Efficient MultiModal Data Pipeline
You've got everything ready - data, model, a beefy GPU setup. You hit "run" and... wait. And wait some more. Your GPUs are barely breaking a sweat while your wallet's getting lighter by the hour.
Sound familiar? We've been there. After some detective work on our nanoVLM project, we discovered the real culprit wasn't our model or hardware, it was our data pipeline being incredibly wasteful.
Here's what we found:
- Idle GPUs: Our model was literally waiting around for data to show up
- Padding hell: Every batch was stuffed with useless padding tokens that contributed nothing to training
In this post we build an efficient pipeline in five stages. In each stage we add or remove from the previous step and comment on what went right and what did not.
Table of Contents:
- Stage 0: Pre Requisites
- Stage 1: Visualising the Dataset
- Stage 2: Naive Padding
- Stage 3: Constrained Padding
- Stage 4: Packing Smarter with Knapsacks
- Stage 5: Knapsack for Multimodal Data
- Conclusion
[Stage 0] Preparation
To make it easier to follow the data preparation tasks, we created a separate repo laser-focused on the data pipeline only. We hope this will be much easier to understand that reading the code once integrated with the nanoVLM repository. In addition, this could be useful to bootstrap other data pipelines!
Repository: https://github.com/ariG23498/mmdp
To follow along, all you need to do is clone the repository. It contains the final data preparation tasks, but it's designed to showcase each step of the way.

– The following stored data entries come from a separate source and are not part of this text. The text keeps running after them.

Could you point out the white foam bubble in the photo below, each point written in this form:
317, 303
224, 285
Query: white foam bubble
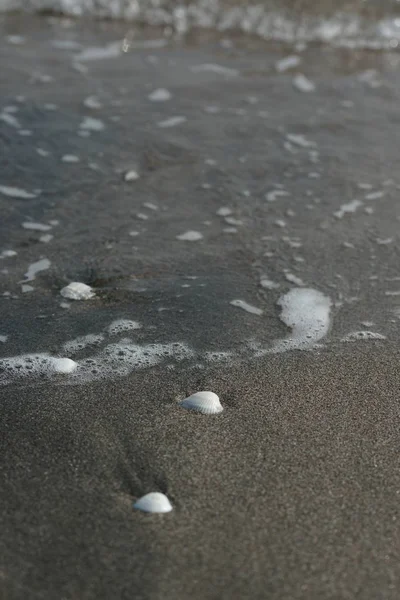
303, 84
294, 279
41, 365
81, 342
307, 312
190, 236
122, 325
268, 284
36, 226
348, 208
26, 288
172, 122
375, 195
77, 291
224, 211
46, 238
112, 50
217, 69
91, 124
41, 265
246, 306
273, 195
92, 102
8, 253
357, 336
65, 45
10, 120
14, 192
115, 360
300, 140
70, 158
131, 175
289, 62
160, 95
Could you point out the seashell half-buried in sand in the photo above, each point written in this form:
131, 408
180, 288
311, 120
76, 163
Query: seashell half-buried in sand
77, 291
155, 502
204, 402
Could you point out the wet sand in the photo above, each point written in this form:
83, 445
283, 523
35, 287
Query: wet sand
292, 491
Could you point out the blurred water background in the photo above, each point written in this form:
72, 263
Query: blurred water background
371, 24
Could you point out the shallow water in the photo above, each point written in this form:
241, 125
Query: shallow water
256, 187
371, 24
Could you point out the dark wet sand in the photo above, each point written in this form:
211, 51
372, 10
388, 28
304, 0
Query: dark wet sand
291, 493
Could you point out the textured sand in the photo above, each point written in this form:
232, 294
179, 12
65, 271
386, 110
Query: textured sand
291, 493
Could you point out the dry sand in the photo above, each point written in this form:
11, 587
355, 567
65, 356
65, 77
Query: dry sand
291, 493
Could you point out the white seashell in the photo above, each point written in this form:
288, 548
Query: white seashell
154, 502
64, 365
204, 402
77, 291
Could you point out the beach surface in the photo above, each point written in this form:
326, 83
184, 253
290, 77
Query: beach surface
233, 205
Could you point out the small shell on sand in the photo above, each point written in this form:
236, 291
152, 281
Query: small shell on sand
155, 502
64, 365
206, 403
77, 291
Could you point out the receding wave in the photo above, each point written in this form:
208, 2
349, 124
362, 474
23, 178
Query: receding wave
371, 24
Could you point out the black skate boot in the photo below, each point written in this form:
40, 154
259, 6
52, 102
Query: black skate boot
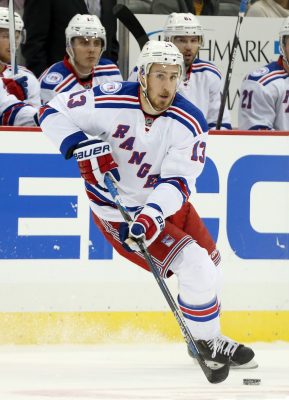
217, 351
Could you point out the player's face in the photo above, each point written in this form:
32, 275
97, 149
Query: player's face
5, 56
86, 52
162, 83
188, 46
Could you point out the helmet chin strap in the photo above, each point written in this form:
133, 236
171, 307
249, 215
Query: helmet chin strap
71, 59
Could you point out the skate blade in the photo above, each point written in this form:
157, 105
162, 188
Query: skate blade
214, 365
250, 365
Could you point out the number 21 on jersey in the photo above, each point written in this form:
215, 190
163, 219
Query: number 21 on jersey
195, 153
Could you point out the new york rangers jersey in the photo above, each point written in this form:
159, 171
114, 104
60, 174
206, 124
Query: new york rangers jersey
160, 161
13, 112
264, 98
61, 77
33, 85
203, 87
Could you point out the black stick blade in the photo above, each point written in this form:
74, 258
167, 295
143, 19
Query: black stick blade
130, 21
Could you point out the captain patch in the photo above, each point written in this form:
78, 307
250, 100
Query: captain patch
260, 71
110, 87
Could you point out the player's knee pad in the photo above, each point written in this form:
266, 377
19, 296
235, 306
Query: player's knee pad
196, 274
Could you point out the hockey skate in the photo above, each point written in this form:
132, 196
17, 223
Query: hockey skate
217, 351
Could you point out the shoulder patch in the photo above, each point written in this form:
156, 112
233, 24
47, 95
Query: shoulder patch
53, 78
110, 87
260, 72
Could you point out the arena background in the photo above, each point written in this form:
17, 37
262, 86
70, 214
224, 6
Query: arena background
61, 283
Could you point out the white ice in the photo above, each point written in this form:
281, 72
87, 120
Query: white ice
133, 372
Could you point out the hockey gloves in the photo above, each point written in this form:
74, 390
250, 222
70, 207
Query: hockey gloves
94, 160
17, 86
147, 225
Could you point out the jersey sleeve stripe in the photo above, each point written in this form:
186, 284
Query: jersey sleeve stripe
106, 73
223, 125
179, 183
116, 102
101, 200
45, 111
106, 68
64, 82
202, 313
9, 114
185, 119
70, 142
206, 67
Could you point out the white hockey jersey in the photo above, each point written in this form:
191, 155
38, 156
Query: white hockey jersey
61, 77
158, 164
33, 85
13, 112
203, 87
264, 99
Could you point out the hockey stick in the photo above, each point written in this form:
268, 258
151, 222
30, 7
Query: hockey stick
12, 40
213, 375
242, 10
130, 21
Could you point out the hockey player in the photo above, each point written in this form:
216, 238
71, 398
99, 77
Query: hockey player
24, 85
82, 67
264, 93
156, 166
202, 83
14, 112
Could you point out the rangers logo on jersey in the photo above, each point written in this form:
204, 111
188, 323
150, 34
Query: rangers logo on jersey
110, 87
260, 71
53, 78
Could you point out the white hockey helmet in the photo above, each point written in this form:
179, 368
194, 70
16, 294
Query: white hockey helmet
4, 20
284, 31
85, 25
159, 52
183, 24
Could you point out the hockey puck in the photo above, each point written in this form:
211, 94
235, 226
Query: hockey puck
251, 381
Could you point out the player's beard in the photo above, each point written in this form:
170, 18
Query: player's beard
160, 104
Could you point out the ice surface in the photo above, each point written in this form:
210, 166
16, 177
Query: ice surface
133, 372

$ git clone https://github.com/ariG23498/mmdp.git
[Stage 1] Visualising the Dataset
Before optimizing anything, we need to understand what we are working with. Our multimodal dataset has images, text prompts, and responses.
$ uv run 01_check_dataset.py
Getting familiar with your training data is crucial for success. The previous script shows a random sample each time you run it; you may want to copy the snippet to a notebook and run it multiple times to get a feeling about the data.
[Stage 2] Naive Padding
Our first training attempt used the obvious (and very frequent) approach:
- Tokenize everything
- Find the longest sequence in each batch
- Pad everything else to match
$ uv run 02_naive_pad_dataloader.py
The results were painful. Look at this visualization:
See all that gray? That's padding. That's the GPU processing absolutely nothing while you pay for compute time. We were wasting roughly 60% of our batch on empty tokens.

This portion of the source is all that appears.